I was listening to the Oracle Author Podcasts yesterday and they had the authors of Hudson Continuous Integration in Practice. Ed Burns and Winston Prakash were discussing the main uses for Hudson and some of the best practices.
I have used Hudson for continuous integration at Dice and now at Zirous. I think it is a must have for any Java project. When you have more than one developer you need to be building your code and quickly see when the code doesn’t compile or when unit tests are not running.
In this podcast Ed and Winston talked about building software and creating a build pipeline with a hierarchy. I remember a time I was doing some consulting at a company that had no continuous integration environment. Multiple developers would check in code and constantly people would have issues with their build not working. This problem could have been easily solved with Hudson.

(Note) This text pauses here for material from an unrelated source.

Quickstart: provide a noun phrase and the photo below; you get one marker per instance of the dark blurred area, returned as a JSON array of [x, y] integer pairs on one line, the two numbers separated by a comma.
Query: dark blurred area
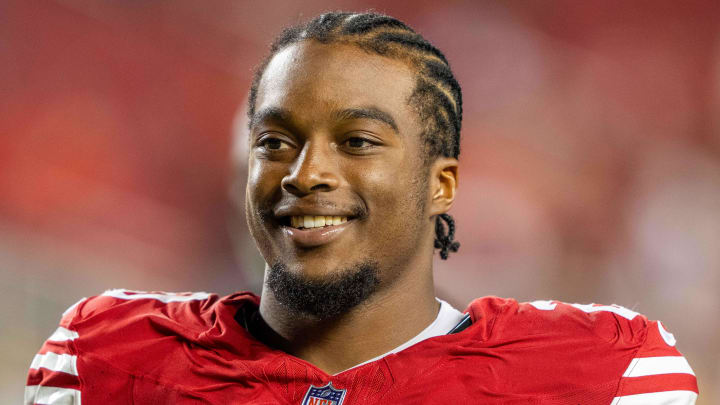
[[590, 163]]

Hudson is a helpful tool to keep your build compiling and finding out quickly when a check in has caused a problem. Hudson has many plug ins and tools it can incorporate to help with your code base. It integrates well with many types of Software Configuration Management (SCM). I have used it with CVS and Subversion, I know many people use it too with Git or other distributed SCM tools.
The authors also discussed using it with distributed teams that may be in different time zones. A tool like Hudson is a must. You can setup automated builds to run at certain times too and perhaps do full run of unit tests or automated regression. The authors also stressed Hudson is written in Java but can be used for lots of other platforms.